I an currently reading a most delightful book by Kate Llewellyn called "A
Fig at the Gate". It's a book about gardening, and growing old, and life. Kate
(she already feels like an old friend) has written in a journal format, sharing
her ordinary days in her Adelaide garden, what she grows and loves, about her
chooks and the sparrows nesting out the window, shared wisdom of gardening
friends and memories from childhood.
This is not a 'can't put down' book. In fact, I read it slowly, to savor
the beauty of her thoughts and the words she uses to portray them, just like
some people use a teaspoon for their dessert to make it last longer.
Here's an example of what she writes about her mother, just a thought or
memory, but it both moved and inspired me:
"Why do some of us feel we must... have made some progress daily? To
have something to show that you have lived this day. That is what diary writing
is about. To have planted something, to have fed something or somebody, or given
somebody something. It could be a country thing. My mother and the mothers of my
friends fed, delved and gave daily almost to the end.
It might have been a bowl of soup to a workman or a child, or a bunch of
flowers to a neighbour, or some eggs, or almonds: just anything could be a gift.
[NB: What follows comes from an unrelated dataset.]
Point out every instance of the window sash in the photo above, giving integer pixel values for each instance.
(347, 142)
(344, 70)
In the case of my mother, it was a sponge cake she made five or six mornings a
week. Beating the eggs in the Mixmaster on the table behind her while she was
washing up. As soon as the cake cooled, it was sandwiched with apricot jam she
had made from her tree and with cream she had whipped from her cow. Now there's
a thing which cost almost nothing and which didn't need to be changed, as
different men came to eat it".
How lovely! I immediately want to grab the Mixmaster out of the cupboard or
go and pick some flowers for someone.
But to answer her question, why are we like this? I would say, because we
are made in the image of God, and He is a giving, generous God. So when we
imitate Him, it pleases both of us.
When I (sadly) finish this book, I will be checking the local library for
her others, and there are quite a few. Or, I just might re-read it.